After exhaustive evaluation in quarantine labs, L. nigrinus was cleared by the USDA for use as an HWA biocontrol in the eastern United States in 2000 and has been released in NC since 2003.  Over 400,000 L. nigrinus beetles have been released at more than 1,000 unique sites from Georgia to Maine.  Additionally, a potentially more cold-hardy strain of L. nigrinus from Idaho has been released in northeastern states where low winter temperatures may challenge the pacific strain.

Laricobius osakensis

A relative of L. nigrinus that comes from southern Japan is Laricobius osakensis.  A larger and hopefully hungrier cousin, L. osakensis started being released on the east coast in 2012.

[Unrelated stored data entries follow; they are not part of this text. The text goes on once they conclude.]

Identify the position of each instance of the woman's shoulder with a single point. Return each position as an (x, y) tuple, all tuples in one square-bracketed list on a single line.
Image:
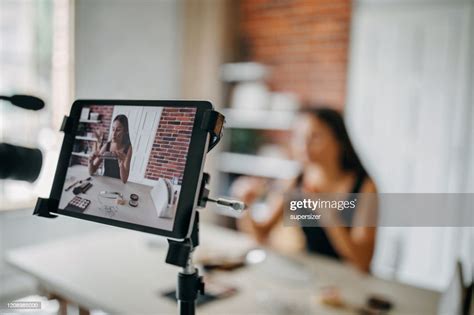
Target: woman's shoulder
[(368, 186)]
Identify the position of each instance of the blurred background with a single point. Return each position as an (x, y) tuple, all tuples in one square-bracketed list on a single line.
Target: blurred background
[(402, 72)]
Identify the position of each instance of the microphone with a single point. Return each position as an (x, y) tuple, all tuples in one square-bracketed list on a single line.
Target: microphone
[(20, 163), (24, 101)]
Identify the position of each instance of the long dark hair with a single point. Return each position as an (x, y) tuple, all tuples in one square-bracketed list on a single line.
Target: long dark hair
[(334, 120), (123, 120)]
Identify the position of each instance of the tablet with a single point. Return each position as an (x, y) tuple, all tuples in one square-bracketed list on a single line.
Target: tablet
[(133, 164)]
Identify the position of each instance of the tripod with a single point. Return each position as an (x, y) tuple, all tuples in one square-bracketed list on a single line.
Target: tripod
[(189, 283)]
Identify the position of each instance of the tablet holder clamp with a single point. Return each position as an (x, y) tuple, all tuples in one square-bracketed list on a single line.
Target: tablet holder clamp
[(189, 283)]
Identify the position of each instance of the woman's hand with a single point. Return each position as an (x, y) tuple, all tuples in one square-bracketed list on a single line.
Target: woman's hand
[(122, 157), (95, 155)]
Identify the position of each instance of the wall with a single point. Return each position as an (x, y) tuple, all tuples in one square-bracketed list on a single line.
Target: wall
[(124, 49), (305, 43), (410, 114), (128, 49), (170, 148)]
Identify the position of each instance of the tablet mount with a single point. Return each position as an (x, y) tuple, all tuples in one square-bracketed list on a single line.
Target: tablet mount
[(189, 283)]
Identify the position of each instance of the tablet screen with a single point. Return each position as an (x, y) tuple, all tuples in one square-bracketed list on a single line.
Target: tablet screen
[(128, 162)]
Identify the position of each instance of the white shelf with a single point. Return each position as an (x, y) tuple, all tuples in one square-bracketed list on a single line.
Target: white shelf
[(86, 138), (253, 165), (260, 119), (81, 154), (88, 121)]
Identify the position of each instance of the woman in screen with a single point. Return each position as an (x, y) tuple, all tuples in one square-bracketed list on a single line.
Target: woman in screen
[(115, 154), (330, 164)]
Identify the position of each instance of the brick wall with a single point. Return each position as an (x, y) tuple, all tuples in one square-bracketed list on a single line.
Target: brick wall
[(304, 41), (170, 148), (105, 116)]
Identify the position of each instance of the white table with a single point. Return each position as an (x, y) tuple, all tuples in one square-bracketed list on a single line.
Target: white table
[(119, 272), (144, 214)]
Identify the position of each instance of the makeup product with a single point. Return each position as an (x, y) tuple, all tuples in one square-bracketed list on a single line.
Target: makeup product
[(78, 204), (77, 182), (82, 189), (133, 200)]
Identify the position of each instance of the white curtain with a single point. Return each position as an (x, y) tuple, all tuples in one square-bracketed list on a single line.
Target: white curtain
[(410, 114)]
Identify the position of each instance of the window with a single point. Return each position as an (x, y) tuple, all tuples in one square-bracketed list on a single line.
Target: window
[(34, 59)]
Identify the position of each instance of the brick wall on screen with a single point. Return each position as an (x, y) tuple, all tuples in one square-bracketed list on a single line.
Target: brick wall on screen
[(105, 116), (304, 41), (170, 148)]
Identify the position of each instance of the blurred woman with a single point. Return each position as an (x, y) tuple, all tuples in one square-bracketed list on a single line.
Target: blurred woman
[(330, 165), (115, 154)]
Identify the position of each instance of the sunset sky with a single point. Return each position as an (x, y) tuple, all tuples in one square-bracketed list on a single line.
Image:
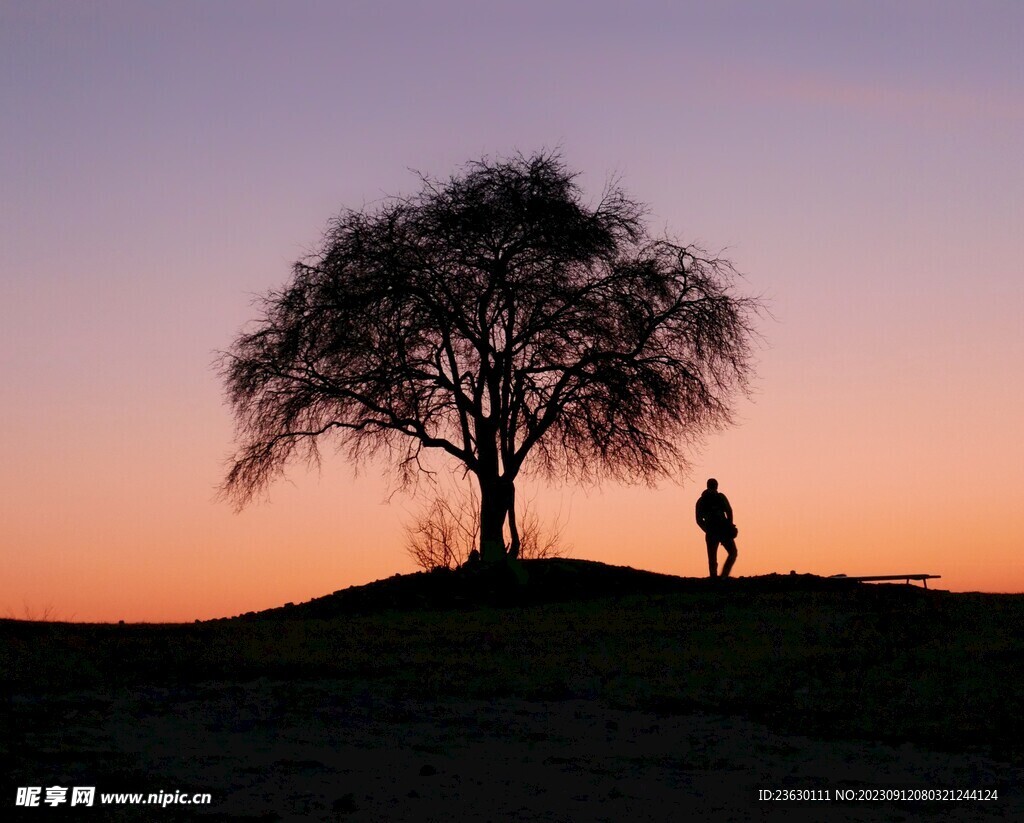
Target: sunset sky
[(161, 164)]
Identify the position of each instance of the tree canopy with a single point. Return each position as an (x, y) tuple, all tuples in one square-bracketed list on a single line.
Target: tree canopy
[(499, 318)]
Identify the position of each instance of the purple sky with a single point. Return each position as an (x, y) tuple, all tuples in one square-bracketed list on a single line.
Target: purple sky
[(163, 163)]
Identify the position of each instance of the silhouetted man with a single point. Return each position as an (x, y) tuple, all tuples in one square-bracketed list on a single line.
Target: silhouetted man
[(715, 518)]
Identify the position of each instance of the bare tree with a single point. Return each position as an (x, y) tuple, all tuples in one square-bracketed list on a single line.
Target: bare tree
[(498, 318), (446, 531)]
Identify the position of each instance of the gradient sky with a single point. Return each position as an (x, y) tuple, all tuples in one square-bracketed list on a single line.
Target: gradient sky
[(163, 163)]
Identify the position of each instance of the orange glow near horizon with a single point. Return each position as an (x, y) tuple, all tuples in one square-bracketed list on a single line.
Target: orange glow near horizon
[(860, 168)]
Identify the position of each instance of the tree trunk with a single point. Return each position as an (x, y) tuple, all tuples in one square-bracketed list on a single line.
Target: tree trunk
[(494, 509)]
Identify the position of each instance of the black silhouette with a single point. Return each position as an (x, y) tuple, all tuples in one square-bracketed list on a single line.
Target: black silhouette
[(715, 517), (494, 316)]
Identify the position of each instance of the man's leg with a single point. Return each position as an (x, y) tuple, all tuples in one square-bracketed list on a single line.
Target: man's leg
[(730, 547), (712, 555)]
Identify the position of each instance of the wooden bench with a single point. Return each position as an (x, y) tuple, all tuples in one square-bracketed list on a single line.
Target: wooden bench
[(906, 577)]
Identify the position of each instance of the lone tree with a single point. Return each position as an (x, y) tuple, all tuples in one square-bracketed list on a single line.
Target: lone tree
[(497, 317)]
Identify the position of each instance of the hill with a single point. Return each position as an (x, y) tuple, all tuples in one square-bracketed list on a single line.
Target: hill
[(549, 580)]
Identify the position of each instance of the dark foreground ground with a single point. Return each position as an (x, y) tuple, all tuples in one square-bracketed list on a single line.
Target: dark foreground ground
[(592, 693)]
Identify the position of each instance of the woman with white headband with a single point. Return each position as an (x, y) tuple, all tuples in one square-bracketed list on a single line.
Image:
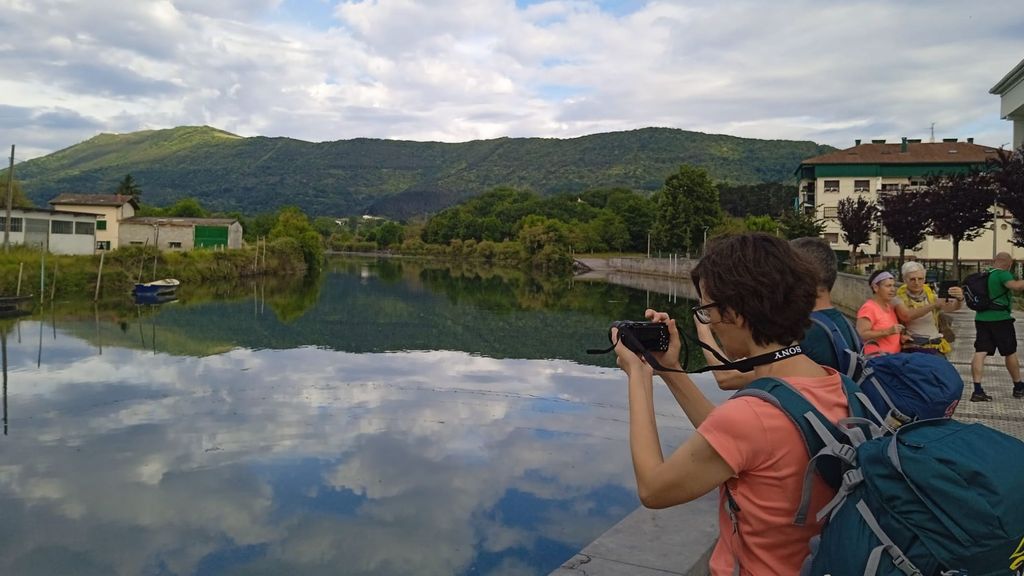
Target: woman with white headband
[(877, 322)]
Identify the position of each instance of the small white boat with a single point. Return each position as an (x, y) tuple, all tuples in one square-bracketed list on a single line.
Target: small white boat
[(165, 286)]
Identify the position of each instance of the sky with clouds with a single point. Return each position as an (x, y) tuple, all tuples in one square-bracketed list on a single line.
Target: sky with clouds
[(460, 70)]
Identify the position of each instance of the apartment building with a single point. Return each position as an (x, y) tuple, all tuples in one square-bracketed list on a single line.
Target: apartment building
[(880, 167)]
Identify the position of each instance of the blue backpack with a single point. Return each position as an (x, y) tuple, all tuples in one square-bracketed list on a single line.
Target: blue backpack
[(933, 497), (903, 386), (847, 354)]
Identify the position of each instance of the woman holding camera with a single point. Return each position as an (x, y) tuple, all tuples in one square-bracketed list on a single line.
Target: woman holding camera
[(919, 309), (745, 447)]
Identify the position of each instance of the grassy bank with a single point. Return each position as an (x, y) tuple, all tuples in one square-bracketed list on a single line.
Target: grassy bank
[(76, 276)]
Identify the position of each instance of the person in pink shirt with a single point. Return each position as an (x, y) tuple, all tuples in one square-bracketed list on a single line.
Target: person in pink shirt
[(756, 293), (877, 321)]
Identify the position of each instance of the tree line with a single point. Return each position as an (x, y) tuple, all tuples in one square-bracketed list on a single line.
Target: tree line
[(957, 206), (512, 225)]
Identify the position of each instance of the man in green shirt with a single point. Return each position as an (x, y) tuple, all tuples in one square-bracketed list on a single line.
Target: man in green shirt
[(995, 328)]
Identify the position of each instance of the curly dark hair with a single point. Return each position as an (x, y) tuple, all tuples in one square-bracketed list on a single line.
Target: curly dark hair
[(763, 279), (818, 253)]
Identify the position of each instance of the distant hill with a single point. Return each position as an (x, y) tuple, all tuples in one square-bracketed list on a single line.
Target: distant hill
[(395, 178)]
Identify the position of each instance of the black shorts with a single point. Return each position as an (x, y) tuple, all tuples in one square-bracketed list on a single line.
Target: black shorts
[(998, 335)]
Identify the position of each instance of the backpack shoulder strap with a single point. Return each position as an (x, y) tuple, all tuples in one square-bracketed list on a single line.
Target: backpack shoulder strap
[(819, 434), (847, 354)]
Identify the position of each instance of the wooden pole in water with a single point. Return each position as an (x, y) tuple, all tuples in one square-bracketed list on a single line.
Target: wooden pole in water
[(99, 277), (42, 275), (53, 286)]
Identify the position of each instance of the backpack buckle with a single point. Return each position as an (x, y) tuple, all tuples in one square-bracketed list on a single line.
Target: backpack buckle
[(846, 453), (904, 565)]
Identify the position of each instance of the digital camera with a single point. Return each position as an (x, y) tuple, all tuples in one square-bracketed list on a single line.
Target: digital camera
[(651, 336)]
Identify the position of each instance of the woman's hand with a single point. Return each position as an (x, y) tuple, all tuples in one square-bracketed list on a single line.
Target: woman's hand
[(669, 358), (628, 360)]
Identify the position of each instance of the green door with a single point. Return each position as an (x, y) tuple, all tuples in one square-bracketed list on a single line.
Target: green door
[(209, 237)]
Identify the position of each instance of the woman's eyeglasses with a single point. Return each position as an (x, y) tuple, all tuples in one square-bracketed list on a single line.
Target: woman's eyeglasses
[(702, 313)]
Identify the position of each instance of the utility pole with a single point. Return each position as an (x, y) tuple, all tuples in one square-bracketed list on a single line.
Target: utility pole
[(10, 196)]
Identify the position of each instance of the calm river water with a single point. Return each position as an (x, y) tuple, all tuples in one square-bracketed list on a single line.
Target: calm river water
[(386, 419)]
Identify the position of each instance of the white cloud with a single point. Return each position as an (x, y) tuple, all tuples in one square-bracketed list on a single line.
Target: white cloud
[(468, 69)]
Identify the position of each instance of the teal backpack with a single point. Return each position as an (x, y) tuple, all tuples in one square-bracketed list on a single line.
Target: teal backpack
[(933, 497)]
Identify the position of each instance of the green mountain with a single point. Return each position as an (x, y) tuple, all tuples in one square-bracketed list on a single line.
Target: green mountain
[(395, 178)]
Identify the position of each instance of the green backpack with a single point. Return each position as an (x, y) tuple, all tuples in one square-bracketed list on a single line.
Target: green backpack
[(932, 497)]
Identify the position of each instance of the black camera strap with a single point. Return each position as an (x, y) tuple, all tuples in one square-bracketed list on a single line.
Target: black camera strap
[(744, 365)]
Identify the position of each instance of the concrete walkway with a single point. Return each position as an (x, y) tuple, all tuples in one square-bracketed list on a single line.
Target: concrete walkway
[(679, 540)]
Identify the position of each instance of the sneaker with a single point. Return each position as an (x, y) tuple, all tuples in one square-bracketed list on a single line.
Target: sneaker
[(980, 397)]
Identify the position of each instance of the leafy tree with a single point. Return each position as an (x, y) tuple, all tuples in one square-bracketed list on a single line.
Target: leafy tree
[(388, 234), (258, 225), (637, 213), (1007, 170), (958, 207), (761, 199), (857, 219), (905, 216), (128, 187), (797, 223), (326, 225), (761, 223), (609, 231), (292, 222), (687, 206), (546, 243)]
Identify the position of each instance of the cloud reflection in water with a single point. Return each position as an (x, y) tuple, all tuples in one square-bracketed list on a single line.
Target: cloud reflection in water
[(308, 461)]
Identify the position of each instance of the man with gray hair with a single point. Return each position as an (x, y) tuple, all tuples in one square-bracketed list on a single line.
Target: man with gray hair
[(816, 343), (995, 327)]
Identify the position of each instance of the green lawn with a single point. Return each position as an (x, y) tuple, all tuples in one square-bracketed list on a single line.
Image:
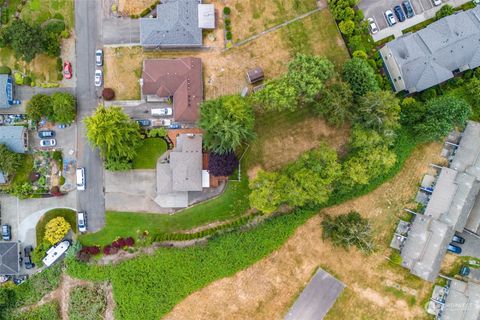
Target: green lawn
[(148, 153), (68, 214), (21, 176), (232, 203)]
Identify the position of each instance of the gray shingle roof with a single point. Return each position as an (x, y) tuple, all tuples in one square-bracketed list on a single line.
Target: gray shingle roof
[(462, 302), (176, 25), (8, 258), (182, 174), (417, 61), (14, 137), (425, 247)]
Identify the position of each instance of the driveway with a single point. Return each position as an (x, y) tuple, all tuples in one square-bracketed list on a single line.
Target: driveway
[(121, 31), (87, 28), (132, 191), (424, 10)]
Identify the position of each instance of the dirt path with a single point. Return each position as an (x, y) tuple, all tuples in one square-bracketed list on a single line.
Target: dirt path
[(266, 289)]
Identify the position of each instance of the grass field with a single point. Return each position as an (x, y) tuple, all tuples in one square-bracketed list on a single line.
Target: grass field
[(251, 17), (232, 203), (224, 71), (149, 152), (68, 214)]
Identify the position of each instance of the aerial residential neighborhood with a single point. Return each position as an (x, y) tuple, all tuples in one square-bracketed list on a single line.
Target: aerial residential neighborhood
[(256, 159)]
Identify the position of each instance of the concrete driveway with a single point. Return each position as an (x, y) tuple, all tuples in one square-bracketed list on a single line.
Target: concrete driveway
[(471, 247)]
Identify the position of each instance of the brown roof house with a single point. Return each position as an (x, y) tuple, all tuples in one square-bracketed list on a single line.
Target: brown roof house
[(181, 173), (177, 80)]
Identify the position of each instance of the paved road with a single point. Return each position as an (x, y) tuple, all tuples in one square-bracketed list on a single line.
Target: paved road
[(317, 298), (87, 27)]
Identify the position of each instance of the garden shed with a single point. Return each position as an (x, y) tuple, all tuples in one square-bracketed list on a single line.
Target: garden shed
[(255, 75)]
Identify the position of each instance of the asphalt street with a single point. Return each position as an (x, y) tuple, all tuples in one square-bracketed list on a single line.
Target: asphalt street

“Laricobius osakensis is of particular interest because it is endemic to the same region of Japan as the adelgid and coevolved with the pest. [The January 2016] releases near Asheville and Black Mountain in North Carolina, and along the South Saluda River in South Carolina, were the first releases of L. osakensis in these states.” –From “First Release in the Carolinas of New Hemlock Woolly Adelgid Predator” by Bryan Mudder, SRS Forestry Technician

Laricobius osakensis

Laricobius osakensis

Both L. nigrinus and L. osakensis are being regularly recovered near release areas, and sometimes miles from the nearest release site, which tells us they are spreading on their own.  Because Laricobius only have a one-year life cycle, we also know they are reproducing. Research is currently underway to assess the impact Laricobius is having on hemlock health.  It is likely, however, that a Laricobius alone will not be enough to ensure the long-term health of hemlock forests.  That is why researchers are continuing to look into new HWA biocontrol agents.

Leucopis

One species of silver fly. Photo by USDA Forest Service Northern Research Station

A new promising HWA predator is the silver fly (genus Leucopis).  Along with Laricobius, Leucopis were one of the most abundant HWA predators found during surveys on hemlock in western North America.  They are expected to feed on HWA during late spring and summer months when Laricobius beetles are pupating underground, and therefore not feeding on HWA. Two species of Leucopis, L. argenticollis and L. piniperda, are being looked at as potential biocontrol agents for HWA in the eastern US.

To read about the research being done with this new kid on the block, follow these links to the New York State Hemlock Initiative, and the US Forest Service Northern Research Station and Southern Research Station.

Sasajiscymnus tsugae

Another HWA predator that has been released up and down the East Coast is the lady beetle Sasajiscymnus tsugae.  S. tsugae was the first approved HWA predator to be successfully reared in the lab in mass numbers and released across the eastern US, with the first release occurring in Connecticut in 1995.  However, it has been difficult to quantify the establishment and impact of this species after releases in the wild.  Most institutions that were working on rearing and releasing S. tsugae have discontinued this work to focus their efforts on other HWA predators.